Der Auftritt am Jazz Festival

In den über dreissig Jahren ihres Bestehens haben sich «Jolly and the Flytrap» einen Ruf als hervorragende Liveband erspielt. Trotz des Erfolgs blieben sie ihren Wurzeln stets treu. «Wir machen Musik ausschliesslich aus Leidenschaft», so Elritschi, der auch erfolgreich als Solokünstler unterwegs ist. «Die Band sollte ein Hobby bleiben und nicht zum Beruf werden.» Grösstenteils sind «Jolly and the Flytrap» auf Bühnen im Inland unterwegs.
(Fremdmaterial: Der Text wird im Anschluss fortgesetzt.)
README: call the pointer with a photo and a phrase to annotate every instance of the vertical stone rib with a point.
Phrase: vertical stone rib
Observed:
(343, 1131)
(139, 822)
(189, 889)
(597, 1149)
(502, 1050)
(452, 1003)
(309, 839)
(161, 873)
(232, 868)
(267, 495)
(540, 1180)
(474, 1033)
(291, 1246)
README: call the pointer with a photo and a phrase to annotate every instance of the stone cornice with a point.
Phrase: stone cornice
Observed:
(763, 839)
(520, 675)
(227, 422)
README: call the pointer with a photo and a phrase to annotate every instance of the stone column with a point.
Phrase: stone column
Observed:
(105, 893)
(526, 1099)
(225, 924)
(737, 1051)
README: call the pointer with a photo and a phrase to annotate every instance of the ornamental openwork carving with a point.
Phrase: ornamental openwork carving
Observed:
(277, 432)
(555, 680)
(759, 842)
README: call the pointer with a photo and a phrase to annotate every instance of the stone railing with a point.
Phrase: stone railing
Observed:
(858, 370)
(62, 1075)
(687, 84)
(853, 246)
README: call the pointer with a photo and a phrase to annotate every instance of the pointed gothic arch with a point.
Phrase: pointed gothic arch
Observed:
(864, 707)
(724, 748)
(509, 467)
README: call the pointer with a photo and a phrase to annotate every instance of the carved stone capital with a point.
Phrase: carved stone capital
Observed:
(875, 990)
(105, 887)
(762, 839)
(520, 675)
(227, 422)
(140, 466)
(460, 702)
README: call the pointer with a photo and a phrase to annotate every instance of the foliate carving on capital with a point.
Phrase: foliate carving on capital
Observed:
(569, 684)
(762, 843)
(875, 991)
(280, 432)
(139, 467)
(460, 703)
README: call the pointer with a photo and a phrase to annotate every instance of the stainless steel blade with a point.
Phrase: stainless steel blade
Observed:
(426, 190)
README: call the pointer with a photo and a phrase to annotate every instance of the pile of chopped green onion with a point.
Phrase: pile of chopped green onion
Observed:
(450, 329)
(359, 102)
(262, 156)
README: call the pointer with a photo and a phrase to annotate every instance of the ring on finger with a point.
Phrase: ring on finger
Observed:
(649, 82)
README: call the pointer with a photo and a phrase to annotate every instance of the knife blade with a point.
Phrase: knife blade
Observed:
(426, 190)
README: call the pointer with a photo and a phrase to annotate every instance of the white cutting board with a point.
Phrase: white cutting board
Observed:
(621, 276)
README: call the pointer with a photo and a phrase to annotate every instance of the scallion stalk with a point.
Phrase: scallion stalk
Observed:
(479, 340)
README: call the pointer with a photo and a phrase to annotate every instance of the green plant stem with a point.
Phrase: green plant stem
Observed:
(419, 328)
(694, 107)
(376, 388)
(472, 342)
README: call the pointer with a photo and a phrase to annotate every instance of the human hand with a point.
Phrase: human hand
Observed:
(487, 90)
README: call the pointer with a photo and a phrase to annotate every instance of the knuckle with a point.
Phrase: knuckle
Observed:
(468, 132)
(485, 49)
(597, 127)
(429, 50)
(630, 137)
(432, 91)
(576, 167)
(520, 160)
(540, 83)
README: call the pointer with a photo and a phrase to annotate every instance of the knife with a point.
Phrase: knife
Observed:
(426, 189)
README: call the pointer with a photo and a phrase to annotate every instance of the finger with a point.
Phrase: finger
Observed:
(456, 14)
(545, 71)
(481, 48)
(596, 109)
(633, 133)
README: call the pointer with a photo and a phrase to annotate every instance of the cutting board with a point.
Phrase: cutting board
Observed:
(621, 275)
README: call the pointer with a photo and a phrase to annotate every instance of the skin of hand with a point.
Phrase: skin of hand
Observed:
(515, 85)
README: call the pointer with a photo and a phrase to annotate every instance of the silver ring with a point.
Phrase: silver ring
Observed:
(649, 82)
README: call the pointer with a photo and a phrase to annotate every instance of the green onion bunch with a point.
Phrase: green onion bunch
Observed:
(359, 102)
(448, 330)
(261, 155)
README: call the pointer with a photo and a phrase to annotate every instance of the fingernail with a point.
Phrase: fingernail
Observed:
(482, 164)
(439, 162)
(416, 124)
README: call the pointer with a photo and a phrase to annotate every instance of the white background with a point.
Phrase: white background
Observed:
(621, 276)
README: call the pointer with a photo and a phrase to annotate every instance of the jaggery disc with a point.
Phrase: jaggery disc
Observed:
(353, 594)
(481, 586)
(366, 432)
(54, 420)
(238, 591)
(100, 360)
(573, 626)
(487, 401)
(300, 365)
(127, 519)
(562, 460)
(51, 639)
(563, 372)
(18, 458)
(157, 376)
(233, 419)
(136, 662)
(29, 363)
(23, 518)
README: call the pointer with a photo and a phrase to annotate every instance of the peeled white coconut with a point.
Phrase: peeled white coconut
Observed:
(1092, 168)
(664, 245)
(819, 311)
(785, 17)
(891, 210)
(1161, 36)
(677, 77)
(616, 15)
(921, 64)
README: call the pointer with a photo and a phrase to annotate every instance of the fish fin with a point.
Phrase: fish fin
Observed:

Doch auch an Orte wie Barcelona oder Montpellier verschlug es die Truppe schon. Und nun, am kommenden Freitag, ist es endlich so weit. «Jolly and the Flytrap» spielen am Jazz Festival Willisau. Für Elritschi, der seit gut 17 Jahren in Buttisholz wohnt, ein lang erwartetes Heimspiel. «Ich freue mich riesig darauf, endlich wieder einmal in der Region aufzutreten. Das hiesige Publikum ist mir von unserem Auftritt beim Träff Schötz noch in bester Erinnerung.» Schon seit einiger Zeit hatte Intendant Arno Troxler «Jolly and the Flytrap» für das Rahmenprogramm des Jazz Festivals im Visier. Obwohl die Band mit Jazz wenig bis gar nichts am Hut hat. «Am ehesten mutet bei uns die visuelle Komponente jazzig an», meint Elritschi. «Unsere Artworks und Designs sind bunt und verspielt. Wie Free Jazz eben.» So verspielt und vielseitig wie «Jolly and the Flytrap» grafisch daherkommen, ist auch ihre Musik. Der Sound lässt sich in keine Schublade stecken, klingt mal verträumt und melancholisch, mal fröhlich und beschwingt. «Müsste ich unseren Stil benennen, würde ich ihn als ‹Electric Polka› bezeichnen», sagt Elritschi. «Genregrenzen waren uns aber nie wichtig. Wir machen, worauf wir Lust haben. So klingen alle Songs anders.» Und doch immer nach «Jolly and the Flytrap».

Auftritt von «Jolly and the Flytrap» im Zelt, am Freitag, 1. September, um 18 Uhr.